Author: Ian Bitterlin, Portman Partners Associate
In Part III of this series, we considered the first step towards sustainability: reducing load. The conclusion we could draw from that was the demand for ever-more ICT services enveloped wealthier parts of the world will not happen without a rapid acceleration in climate change and a substantial shift in public opinion and behaviour. So, for sustainable data centres, we now need to concentrate on the data centre itself, and the second step towards sustainability is to improve the process.
In the first part of this series, I commented on data centres’ PUE and its stagnation over the past few years. However, this information is still valuable for keeping an eye on the energy expended and the infrastructure that keeps the ICT services up and running, often continuously. In my 33 years of experience in and around data centres, I have yet to find a developer or client who places low PUE as the top priority in design. First, as always, comes reliability/availability followed by affordability, scalability, and later, energy effectiveness. Clearly, no one wants to waste energy, but balancing low energy design with risk, real or perceived, to the ICT load or service, leads to a higher PUE. Good design can minimise the increase, but discussions with many contacts in the industry show that this view is widely held but is rarely expressed in public.
We can compare ourselves to low-energy energy housing. Once you have changed the energy behaviour of the occupants, for example, dressing for the weather, it then involves high insulation, energy recovery in ventilation, and a construction designed to minimise energy consumption in the location's climate: less glass, more sheep's wool.
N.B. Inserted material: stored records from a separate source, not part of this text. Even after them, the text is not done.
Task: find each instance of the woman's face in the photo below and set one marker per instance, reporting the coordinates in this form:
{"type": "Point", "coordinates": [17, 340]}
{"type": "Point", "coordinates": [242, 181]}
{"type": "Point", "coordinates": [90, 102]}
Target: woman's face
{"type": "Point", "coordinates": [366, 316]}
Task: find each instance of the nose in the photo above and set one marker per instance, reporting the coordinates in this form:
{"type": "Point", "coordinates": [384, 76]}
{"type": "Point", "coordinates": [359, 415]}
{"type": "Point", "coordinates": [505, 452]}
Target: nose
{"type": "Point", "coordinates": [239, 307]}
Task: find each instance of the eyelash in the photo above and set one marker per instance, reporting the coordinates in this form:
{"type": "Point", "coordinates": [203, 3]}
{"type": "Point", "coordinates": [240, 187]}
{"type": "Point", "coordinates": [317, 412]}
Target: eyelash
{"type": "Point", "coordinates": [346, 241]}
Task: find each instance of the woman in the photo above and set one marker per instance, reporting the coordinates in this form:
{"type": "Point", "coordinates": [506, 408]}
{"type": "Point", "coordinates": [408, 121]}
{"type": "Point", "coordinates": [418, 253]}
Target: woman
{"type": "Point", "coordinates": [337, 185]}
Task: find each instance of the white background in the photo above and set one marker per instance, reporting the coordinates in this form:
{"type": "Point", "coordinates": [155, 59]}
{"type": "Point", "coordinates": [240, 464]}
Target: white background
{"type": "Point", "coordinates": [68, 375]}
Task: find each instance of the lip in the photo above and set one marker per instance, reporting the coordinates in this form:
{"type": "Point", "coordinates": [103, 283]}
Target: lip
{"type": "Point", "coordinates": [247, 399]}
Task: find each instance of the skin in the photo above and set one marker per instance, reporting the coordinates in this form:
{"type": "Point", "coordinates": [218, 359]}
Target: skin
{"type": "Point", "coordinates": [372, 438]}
In data centres this is not only PUE but, more importantly, choosing the right/best ICT hardware for your applications, virtualising it heavily, and making sure that the utilisation is as high as it can be. If your application involves low utilisation of the ICT hardware, then you should make sure that the ICT hardware has a low idle power. Not all servers are created equal and, while not so long-ago servers idled at over 75% of full-load power, the best-in-class of 2021 idles at only 13%. This is one of the (good) reasons you may consider putting your load onto a cloud platform – the utilisation is guaranteed to be high – but maybe data security and service reliability come into the choice considerations.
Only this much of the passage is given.